Value stream mapping originated as a lean-management method. Today this method along with Agile, ITSM and other LEAN practices is utilized to understand and improve the delivery of products or services for all industries. Being able to analyze the current state for the series of events that take a product or service from concept all the way through to value realization by the customer is a powerful tool. A tool necessary for designing an efficient future state and for strategizing continual service improvement. Below are some thoughts on how the approach to value stream mapping can be applied to service management.
Getting Started: Beginning with the formal proposal or request from the customer and then documenting what takes place throughout the lifecycle is always a good starting point. Value Stream Mapping requires a gradient approach including the following elements:
· Define physical flow of events – If you are just starting out, it might prove helpful to keep this high level and not get to far down into the detail of workflow. One approach is to start with the proposal, requirements and charter… document the flow of events (process activities) until it gets to the Project Management Organization. Now track events there and follow through design, transition and operation. It would be good here to document processes but also to keep in mind the process integration.

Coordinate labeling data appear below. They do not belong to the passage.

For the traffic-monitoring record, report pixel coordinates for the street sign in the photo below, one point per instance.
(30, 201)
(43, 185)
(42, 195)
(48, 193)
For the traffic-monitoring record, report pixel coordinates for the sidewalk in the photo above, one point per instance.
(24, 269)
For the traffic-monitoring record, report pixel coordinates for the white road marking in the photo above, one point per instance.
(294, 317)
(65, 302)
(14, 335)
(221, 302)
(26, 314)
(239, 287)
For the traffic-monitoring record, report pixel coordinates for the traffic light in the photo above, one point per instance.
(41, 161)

· Define flow of information – It might be best to stick to critical elements of information that are required to fulfill the design and delivery of the service. Information tracking could prove useful for such things as Business and Service Level Requirements gathering, Project charters, Service Acceptance Criteria, Service Transition plans… Service Design package, Test results, Change schedules and more. Record how this information flows through the processes.
· Add process data to the value stream map - What data is critical for your success? Here is where you want to collect data related to how much time and effort it is taking you. Process data could include lead times, cycle times, wait times for event or process activities. How long is it taking you to process information, design, and deployment of the service or product? The focus is on how to improve the process for better workflow in this value stream.

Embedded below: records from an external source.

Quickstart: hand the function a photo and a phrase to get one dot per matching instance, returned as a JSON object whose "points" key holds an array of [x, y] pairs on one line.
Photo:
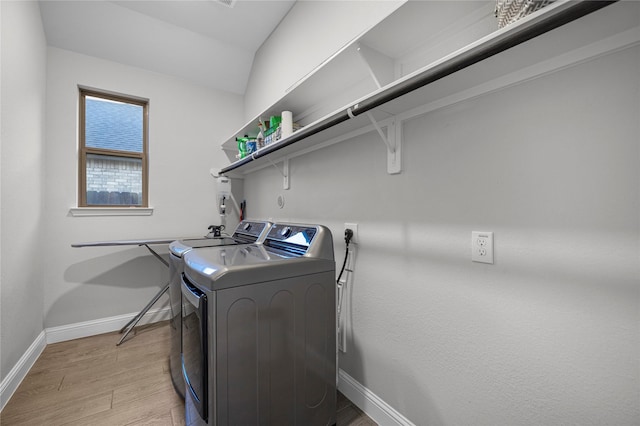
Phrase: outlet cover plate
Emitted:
{"points": [[482, 247]]}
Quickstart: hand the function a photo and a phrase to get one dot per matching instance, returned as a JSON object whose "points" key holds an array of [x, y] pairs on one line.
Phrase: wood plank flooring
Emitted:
{"points": [[92, 381]]}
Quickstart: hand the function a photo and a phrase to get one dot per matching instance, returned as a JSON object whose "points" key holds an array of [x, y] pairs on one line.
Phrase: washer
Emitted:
{"points": [[246, 232], [259, 331]]}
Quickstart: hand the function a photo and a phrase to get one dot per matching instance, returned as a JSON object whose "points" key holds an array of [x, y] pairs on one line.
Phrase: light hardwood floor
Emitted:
{"points": [[92, 381]]}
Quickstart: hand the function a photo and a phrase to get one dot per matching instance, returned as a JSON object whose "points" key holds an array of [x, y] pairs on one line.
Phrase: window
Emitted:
{"points": [[113, 150]]}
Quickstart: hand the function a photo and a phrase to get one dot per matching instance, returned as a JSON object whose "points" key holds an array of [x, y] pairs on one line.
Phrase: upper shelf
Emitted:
{"points": [[476, 66]]}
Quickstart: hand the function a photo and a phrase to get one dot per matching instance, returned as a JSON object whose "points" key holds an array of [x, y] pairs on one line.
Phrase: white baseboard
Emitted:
{"points": [[69, 332], [103, 325], [373, 406], [11, 382]]}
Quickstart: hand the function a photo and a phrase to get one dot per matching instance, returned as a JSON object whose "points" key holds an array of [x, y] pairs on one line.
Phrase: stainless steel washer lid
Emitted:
{"points": [[247, 232], [216, 268]]}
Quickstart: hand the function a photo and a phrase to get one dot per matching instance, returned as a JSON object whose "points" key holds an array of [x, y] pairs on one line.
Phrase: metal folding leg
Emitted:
{"points": [[131, 324]]}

Analyze the data and information in the value stream – The value stream map should now give you some information to identify bottlenecks, waste, and areas where processes are broken. One could also analyze how to integrate process activities early in the lifecycle. Are silo’s between the Development team and Operational processes creating workflow issues? Taking time to analyze here from a holistic and enterprise view point could prove critical to ongoing success.
· Create a future state for the value stream - Care should be taken so that we do not improve one area so much that we increase workflow that creates a bottleneck further in the stream. We also need to be clear on what the rate of demand is from the business and customer requirements. Let the customer/business requirements dictate the velocity for the flow of work. Cadence and fluidity will be key.
A good rule here is to use an iterative approach and to be careful not to make more improvement or change in the process and workflow than the organization can sustain. One Service Improvement Plan (SIP) at a time and be sure to “keep the momentum going”. Have you applied Value Stream Mapping to your IT Services? I have shared some of my thoughts here, what are yours?